Skip to main content

Service Account: AWS IAM Policy Reference

For platform administrators configuring Service Accounts on the Syntasa platform.

Companion pages:

When a Service Account (SA) is attached to a Notebook Workspace or Runtime Template, Syntasa uses its credentials for customer-owned data and AWS services, and for Spark event history written under the Syntasa system bucket. Other Syntasa-managed infrastructure (JAR/config staging, workspace metadata, log uploads, etc.) is handled by the cluster's own IAM role and does not require permissions on the SA.

This document defines the IAM policies you should attach to your SA's IAM User or IAM Role.

Layered access control - read this first

The SA needs IAM permission to call AWS services (S3, Glue, etc.) — without these, AWS rejects the calls before any Syntasa code runs.

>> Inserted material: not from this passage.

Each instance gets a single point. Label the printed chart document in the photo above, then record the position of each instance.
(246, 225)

So the SA must have:

  • S3 access to the customer's data bucket
  • S3 access to syn-spark-history/ on the Syntasa system bucket (Spark drivers write event logs here)
  • Glue Catalog read access for any Spark SQL (SHOW DATABASES, SELECT FROM …) to work
  • Glue Catalog write access if users create or alter tables

On top of that, Syntasa Authorization controls which databases and tables each individual user can actually see and modify. Syntasa Authz is the user-level access control; the IAM policy is the identity-level access control for the SA itself.

Because user-level filtering is handled by Syntasa Authz, the recommended Glue scope is full catalog (*) — broad at the AWS layer, fine-grained at the Syntasa layer. If your security policy requires belt-and-suspenders, you can additionally scope the Glue Resource ARNs to specific databases at the AWS layer (see Scenario C).

Quick reference

If your users will…Include this blockRequired?
Read or write S3 data in the customer bucket(1) Customer Data S3Required
Run any Spark job with event logging enabled (default for all notebooks and batch runs)(2) Spark Event History S3Required
Run Spark SQL (SHOW DATABASES, SELECT FROM …) — i.e. every notebook user(3) Glue Catalog — ReadRequired
Create / alter Glue tables and partitions(4) Glue Catalog — WriteRequired if users create / alter tables
Run Athena queries directly from notebooks(5) Athena QueryRequired if users use Athena

Identity policy template

Replace placeholders with your actual values:

  • <CUSTOMER_DATA_BUCKET> — the S3 bucket holding customer data
  • <SYNTASA_SYSTEM_BUCKET> — the Syntasa-owned system bucket (the value of KERNEL_SYN_BUCKET / NOTEBOOK_SERVICE_STORAGE_BUCKET; ask your Syntasa platform team if unsure)
  • <REGION> — AWS region (e.g. us-east-1)
  • <ACCOUNT_ID> — your AWS account ID
  • <WORKGROUP_NAME> — Athena workgroup (only block 5)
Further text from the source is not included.